Assim se introduz na literatura o nobre Alto da Glória,
outra região de fantasmas evanescentes desfeitos em neblina
e invocados por meio de caríssimas reconstituiçõe
arquitetônicas, mas também lugar de piedosos ritos
religiosos hebdomadários, além dos jogos de futebol
não menos rituais. A namorada de Juliano Pavollini ainda
mora em casa térrea, aliás exposta aos assaltos,
mas o apartamento é a forma normal de habitação
dos neocuritibanos, com todas as correspondentes alterações
no estilo de vida e de convivência.. Para os sociólogos,
amadores e profissionais, que gostam de falar na "ascensão
da classe média" (o que, se realmente ocorresse, criaria
um vácuo assustador entre as classes baixas e altas), essa
transformação de hábitos urbanos, urbanísticos
e de urbanidade será mais um índice das diferenças
que se estabeleceram entre os tempos do Nelsinho e os de Juliano
Pavollini, embora o Vampiro e congêneres conhecessem por
dentro, se assim me posso exprimir, o universo das Otílias
e Dinorás, agora respondendo pelos nomes de Isabela e Dorotéia.

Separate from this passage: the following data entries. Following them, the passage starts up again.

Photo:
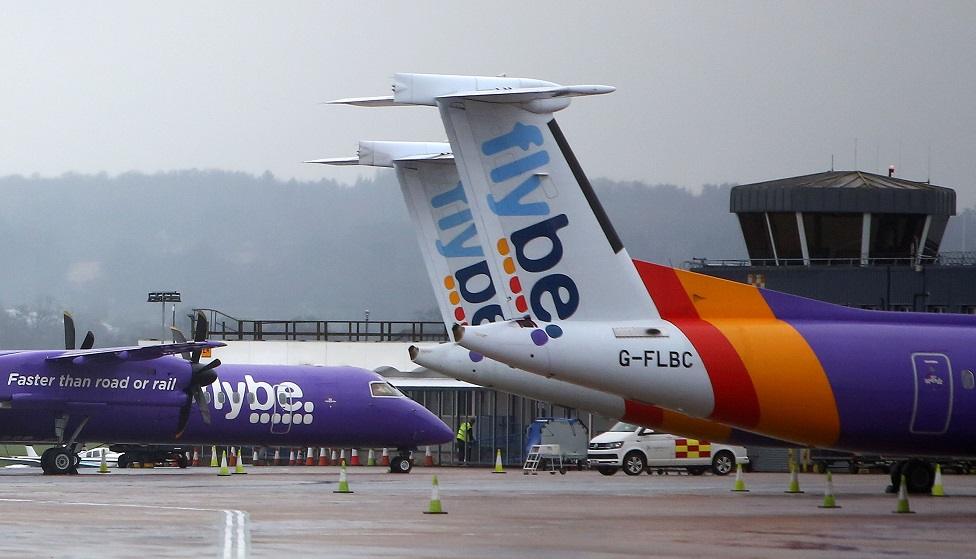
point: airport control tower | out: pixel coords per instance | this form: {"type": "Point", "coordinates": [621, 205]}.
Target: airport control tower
{"type": "Point", "coordinates": [852, 238]}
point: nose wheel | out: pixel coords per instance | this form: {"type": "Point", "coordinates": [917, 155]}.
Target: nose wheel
{"type": "Point", "coordinates": [59, 460]}
{"type": "Point", "coordinates": [401, 464]}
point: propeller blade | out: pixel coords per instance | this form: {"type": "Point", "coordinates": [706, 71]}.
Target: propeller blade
{"type": "Point", "coordinates": [69, 331]}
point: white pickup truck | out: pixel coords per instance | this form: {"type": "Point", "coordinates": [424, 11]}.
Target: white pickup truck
{"type": "Point", "coordinates": [636, 449]}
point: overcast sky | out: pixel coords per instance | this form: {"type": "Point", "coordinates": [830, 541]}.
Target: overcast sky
{"type": "Point", "coordinates": [707, 92]}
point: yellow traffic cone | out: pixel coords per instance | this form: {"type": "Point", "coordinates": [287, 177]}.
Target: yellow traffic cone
{"type": "Point", "coordinates": [498, 463]}
{"type": "Point", "coordinates": [343, 481]}
{"type": "Point", "coordinates": [902, 507]}
{"type": "Point", "coordinates": [937, 489]}
{"type": "Point", "coordinates": [829, 501]}
{"type": "Point", "coordinates": [794, 480]}
{"type": "Point", "coordinates": [224, 470]}
{"type": "Point", "coordinates": [103, 467]}
{"type": "Point", "coordinates": [740, 484]}
{"type": "Point", "coordinates": [435, 500]}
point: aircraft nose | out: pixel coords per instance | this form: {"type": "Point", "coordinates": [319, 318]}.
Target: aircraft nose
{"type": "Point", "coordinates": [430, 429]}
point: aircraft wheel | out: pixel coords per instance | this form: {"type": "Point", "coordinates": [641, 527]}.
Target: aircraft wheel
{"type": "Point", "coordinates": [634, 463]}
{"type": "Point", "coordinates": [723, 463]}
{"type": "Point", "coordinates": [62, 461]}
{"type": "Point", "coordinates": [400, 465]}
{"type": "Point", "coordinates": [919, 475]}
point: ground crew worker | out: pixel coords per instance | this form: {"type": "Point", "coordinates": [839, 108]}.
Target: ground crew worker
{"type": "Point", "coordinates": [465, 437]}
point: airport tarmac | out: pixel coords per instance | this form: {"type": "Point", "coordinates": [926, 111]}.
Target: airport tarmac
{"type": "Point", "coordinates": [293, 512]}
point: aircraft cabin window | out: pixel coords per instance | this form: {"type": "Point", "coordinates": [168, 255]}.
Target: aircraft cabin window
{"type": "Point", "coordinates": [383, 390]}
{"type": "Point", "coordinates": [968, 380]}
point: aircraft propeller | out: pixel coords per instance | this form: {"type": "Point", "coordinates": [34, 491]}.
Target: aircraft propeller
{"type": "Point", "coordinates": [69, 334]}
{"type": "Point", "coordinates": [201, 374]}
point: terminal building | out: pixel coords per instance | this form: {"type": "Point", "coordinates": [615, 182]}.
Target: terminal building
{"type": "Point", "coordinates": [851, 238]}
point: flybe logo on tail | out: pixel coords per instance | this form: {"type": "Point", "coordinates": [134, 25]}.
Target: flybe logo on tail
{"type": "Point", "coordinates": [515, 181]}
{"type": "Point", "coordinates": [472, 282]}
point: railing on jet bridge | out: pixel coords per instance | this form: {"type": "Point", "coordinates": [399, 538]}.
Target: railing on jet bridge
{"type": "Point", "coordinates": [226, 327]}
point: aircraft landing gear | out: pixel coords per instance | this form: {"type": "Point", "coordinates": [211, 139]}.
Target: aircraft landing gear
{"type": "Point", "coordinates": [919, 476]}
{"type": "Point", "coordinates": [59, 460]}
{"type": "Point", "coordinates": [401, 463]}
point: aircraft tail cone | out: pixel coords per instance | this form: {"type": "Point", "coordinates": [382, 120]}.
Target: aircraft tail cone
{"type": "Point", "coordinates": [499, 469]}
{"type": "Point", "coordinates": [343, 480]}
{"type": "Point", "coordinates": [239, 467]}
{"type": "Point", "coordinates": [794, 480]}
{"type": "Point", "coordinates": [902, 507]}
{"type": "Point", "coordinates": [829, 501]}
{"type": "Point", "coordinates": [435, 500]}
{"type": "Point", "coordinates": [740, 483]}
{"type": "Point", "coordinates": [937, 489]}
{"type": "Point", "coordinates": [224, 470]}
{"type": "Point", "coordinates": [103, 467]}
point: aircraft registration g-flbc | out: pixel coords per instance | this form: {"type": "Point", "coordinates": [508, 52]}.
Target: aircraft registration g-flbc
{"type": "Point", "coordinates": [144, 395]}
{"type": "Point", "coordinates": [784, 366]}
{"type": "Point", "coordinates": [455, 259]}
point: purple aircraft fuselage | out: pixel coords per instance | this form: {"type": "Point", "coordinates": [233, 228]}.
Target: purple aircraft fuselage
{"type": "Point", "coordinates": [46, 395]}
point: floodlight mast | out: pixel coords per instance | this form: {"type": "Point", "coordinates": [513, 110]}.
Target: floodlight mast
{"type": "Point", "coordinates": [164, 297]}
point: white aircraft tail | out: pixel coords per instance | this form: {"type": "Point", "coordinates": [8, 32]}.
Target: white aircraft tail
{"type": "Point", "coordinates": [555, 249]}
{"type": "Point", "coordinates": [554, 254]}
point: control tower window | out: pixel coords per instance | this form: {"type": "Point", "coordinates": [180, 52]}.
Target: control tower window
{"type": "Point", "coordinates": [756, 234]}
{"type": "Point", "coordinates": [833, 238]}
{"type": "Point", "coordinates": [787, 237]}
{"type": "Point", "coordinates": [894, 237]}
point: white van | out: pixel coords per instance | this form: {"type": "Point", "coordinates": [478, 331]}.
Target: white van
{"type": "Point", "coordinates": [636, 449]}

Cristovão Tezza pertence, pois, à nova geração
literária, enquanto os seus personagens, como ele próprio,
pertencem a novas gerações sociológicas.
Como ficcionista, por exemplo, ele não recua diante dos
palavrões (discretamente utilizados como técnica
de autenticidade dialogal), recurso de que Dalton Trevisan jamais
se utilizou, assinalando-se, com isso, a distância, literária
e real, entre as duas Curitibas. Eles se identificam, entretanto,
pelo aspecto intrinsecamente curitibano que é o humor irreverente,
implacável e incoercível, humor ao mesmo tempo alegre
e sarcástico. Essa característica da cidade ainda
está por ser estudada, o que seria tanto mais interessante
quanto contrasta com a tendência local para a gravidade
de maneiras e o tropismo conservador, se não reacionário,
sendo responsável, por outro lado, pelo erro de leitura
mais comum entre os críticos de Dalton Trevisan, inclinados
a encará-lo como espírito trágico, flagelo
da sociedade ou carrasco dos semelhantes, sem perceber-lhe a vocação
satírica, aliás irreprimível. O humor de
Cristovão Tezza é mais descontraído, embora
não menos cáustico e vingador. Ele é o observador,
se não desinteressado, pelo menos resignado, dos ridículos
típicos do nosso tempo, contra os quais se defende ou imuniza,
justamente, pela visão corrosiva. Os subliteratos de pretensões
insondáveis que infestam a vida local, os praticantes dos
exercícios orientais de sabedoria que arruínam os
casamentos e os estômagos, as mães neuróticas
que infernizam a vida dos filhos, os revolucionários apocalípticos
que fundam comunas agrícolas em lugares inacessíveis,
tudo isso passa por suas páginas, para nada dizer dos desobramentos
grotescos e trágicos em que acabou por se envolver a alma
inocente de Juliano Pavollini.
Evitemos, para concluir,outro erro de visão, que o encarasse
como autor de proporções e dimensões locais,
como "escritor universalmente conhecido em Curitiba".
Ainda verdolengo em tais ou tais aspectos, trata-se, desde já,
de um grande nome na literatura brasileira contemporânea,
porque, falando e escrevendo um novo "idioma de romance",
torna automaticamente obsoletos numerosos outros.